Se gli Aqua cantavano “Back To The 80´s” con un elenco dei miti musicali, sociali e cinematografici di quegli anni, Enrico Brizzi con “Tu che sei di me la miglior parte” ci porta all’Italia degli anni ‘80, a Bologna, attraverso la vita di Tommaso (Tommy) Bandiera. Iniziamo a seguirlo durante le medie, orfano di padre, affiancato dalla famiglia della madre tra cui spicca lo zio Ianez (nomen omen) che sarà uno dei primi grandi a deluderlo perché il nostro protagonista nel tentativo di crescere e dimostrarsi adulto spesso ha modi di fare e reagire molto infantili.

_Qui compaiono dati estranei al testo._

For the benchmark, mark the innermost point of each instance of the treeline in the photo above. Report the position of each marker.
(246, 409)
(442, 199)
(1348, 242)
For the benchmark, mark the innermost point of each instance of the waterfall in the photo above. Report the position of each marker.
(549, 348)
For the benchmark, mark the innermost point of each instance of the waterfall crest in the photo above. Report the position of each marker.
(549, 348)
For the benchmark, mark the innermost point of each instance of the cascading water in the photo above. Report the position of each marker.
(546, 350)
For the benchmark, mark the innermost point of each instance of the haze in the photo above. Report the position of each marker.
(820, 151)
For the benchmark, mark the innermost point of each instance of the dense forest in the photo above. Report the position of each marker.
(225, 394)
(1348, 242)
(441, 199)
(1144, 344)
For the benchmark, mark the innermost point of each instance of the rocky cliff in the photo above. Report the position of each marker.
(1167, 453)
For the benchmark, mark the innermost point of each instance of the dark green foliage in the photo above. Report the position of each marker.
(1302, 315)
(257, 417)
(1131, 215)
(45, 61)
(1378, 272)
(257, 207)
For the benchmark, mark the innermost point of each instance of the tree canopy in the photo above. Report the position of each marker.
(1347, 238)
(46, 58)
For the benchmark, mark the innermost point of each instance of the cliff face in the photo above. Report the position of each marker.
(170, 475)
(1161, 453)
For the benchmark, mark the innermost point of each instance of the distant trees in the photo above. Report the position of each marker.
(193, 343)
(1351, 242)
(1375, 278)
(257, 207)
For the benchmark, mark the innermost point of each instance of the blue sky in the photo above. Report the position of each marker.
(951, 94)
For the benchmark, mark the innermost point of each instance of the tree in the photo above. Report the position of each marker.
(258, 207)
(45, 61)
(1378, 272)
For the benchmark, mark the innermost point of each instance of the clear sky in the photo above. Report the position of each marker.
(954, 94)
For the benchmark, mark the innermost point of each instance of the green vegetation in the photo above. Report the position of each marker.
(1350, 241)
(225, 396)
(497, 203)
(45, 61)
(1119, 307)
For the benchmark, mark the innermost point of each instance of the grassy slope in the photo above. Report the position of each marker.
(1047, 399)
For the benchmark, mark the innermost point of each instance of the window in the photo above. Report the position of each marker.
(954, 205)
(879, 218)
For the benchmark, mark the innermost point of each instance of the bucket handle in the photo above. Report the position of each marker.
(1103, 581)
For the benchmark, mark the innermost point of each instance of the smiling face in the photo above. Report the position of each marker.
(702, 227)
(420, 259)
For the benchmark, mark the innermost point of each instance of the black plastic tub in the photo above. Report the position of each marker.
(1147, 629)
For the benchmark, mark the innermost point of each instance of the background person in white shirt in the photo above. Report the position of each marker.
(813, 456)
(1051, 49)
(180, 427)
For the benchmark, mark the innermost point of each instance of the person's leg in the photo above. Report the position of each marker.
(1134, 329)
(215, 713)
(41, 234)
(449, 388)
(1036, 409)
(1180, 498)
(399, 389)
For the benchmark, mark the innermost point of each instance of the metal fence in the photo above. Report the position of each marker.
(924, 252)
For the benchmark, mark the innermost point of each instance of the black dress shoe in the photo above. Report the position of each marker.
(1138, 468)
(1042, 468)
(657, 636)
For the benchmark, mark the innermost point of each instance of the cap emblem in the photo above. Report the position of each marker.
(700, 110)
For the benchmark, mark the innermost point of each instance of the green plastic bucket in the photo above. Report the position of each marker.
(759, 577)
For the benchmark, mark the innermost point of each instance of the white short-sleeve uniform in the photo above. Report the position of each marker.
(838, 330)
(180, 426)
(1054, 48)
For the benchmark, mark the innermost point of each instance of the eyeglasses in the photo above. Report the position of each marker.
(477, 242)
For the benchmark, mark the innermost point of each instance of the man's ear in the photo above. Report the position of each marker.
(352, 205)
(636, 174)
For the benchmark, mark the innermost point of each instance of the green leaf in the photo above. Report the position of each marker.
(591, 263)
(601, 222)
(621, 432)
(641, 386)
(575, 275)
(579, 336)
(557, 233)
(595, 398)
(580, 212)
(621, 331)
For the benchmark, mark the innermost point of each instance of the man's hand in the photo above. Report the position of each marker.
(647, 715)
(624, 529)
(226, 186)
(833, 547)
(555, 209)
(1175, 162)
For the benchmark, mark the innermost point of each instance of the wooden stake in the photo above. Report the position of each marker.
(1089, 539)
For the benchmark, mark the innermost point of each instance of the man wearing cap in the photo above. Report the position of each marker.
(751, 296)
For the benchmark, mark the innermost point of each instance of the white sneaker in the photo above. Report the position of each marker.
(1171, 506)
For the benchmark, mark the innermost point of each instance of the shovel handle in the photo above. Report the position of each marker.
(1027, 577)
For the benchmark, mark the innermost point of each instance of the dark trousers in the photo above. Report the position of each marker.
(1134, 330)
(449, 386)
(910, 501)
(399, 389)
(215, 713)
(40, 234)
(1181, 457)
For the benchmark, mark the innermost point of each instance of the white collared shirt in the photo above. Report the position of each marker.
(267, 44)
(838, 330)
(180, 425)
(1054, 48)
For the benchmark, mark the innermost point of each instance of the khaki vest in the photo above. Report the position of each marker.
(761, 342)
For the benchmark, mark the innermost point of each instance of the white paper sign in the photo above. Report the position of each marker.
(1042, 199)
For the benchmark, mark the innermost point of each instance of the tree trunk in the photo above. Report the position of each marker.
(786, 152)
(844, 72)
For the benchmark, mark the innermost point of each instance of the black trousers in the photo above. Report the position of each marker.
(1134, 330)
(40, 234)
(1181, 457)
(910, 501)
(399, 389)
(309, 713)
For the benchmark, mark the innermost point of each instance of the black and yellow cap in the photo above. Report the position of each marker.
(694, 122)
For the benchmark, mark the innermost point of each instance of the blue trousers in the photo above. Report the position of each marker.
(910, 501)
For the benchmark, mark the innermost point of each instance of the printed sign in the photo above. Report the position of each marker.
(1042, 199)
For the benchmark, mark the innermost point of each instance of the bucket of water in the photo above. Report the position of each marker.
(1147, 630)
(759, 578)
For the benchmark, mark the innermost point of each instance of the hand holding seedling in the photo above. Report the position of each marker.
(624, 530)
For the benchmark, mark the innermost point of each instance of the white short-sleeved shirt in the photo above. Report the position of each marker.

Poi c’è lei Ester la ragazza che gli entra nel cuore, nell’immaginario. E c’è Raul il classico affascinante bullo maledetto che detta legge e tendenza a scuola. Raul diviene il migliore amico di Tommy e il ragazzo di Ester. E se certi modi di fare alle medie si possono quasi tollerare, cambia il discorso alle scuole superiori e quando si inizia a crescere.
Tra partite di pallone con curve folleggianti e bombe carta, citazioni di manga, prodotti di bellezza, di moda, di tendenza (dal paninaro al punk) per chi quegli anni li ha vissuti è un “ah è vero c’era anche questo me lo ero scordato” mentre per i più giovani è uno spaccato di un’Italia, di una società italiana, scomparsa e talmente distante da noi da sembrare la descrizione di secoli fa.
Brizzi ha un taglio di scrittura cinematografico che incolla il lettore, che pienamente fa immaginare il protagonista, gli amici, Selva, Athos, Aribò, la legge del gruppo, le violenze del branco, le lealtà verso cose e persone che al momento sembrano importantissime davanti ad una società adulta che si occupa di loro solo quando il danno è già fatto.
Un romanzo bellissimo, un romanzo di formazione, di educazione sentimentale, di prove da superare per diventare grandi, un romanzo sicuramente molto autobiografico per Brizzi che quegli anni li ha vissuti proprio da adolescente (è classe ‘74 lui).
Un “mi ricordo” velato di nostalgia e a volte di stupore per una società che pareva padrona del mondo e del proprio destino.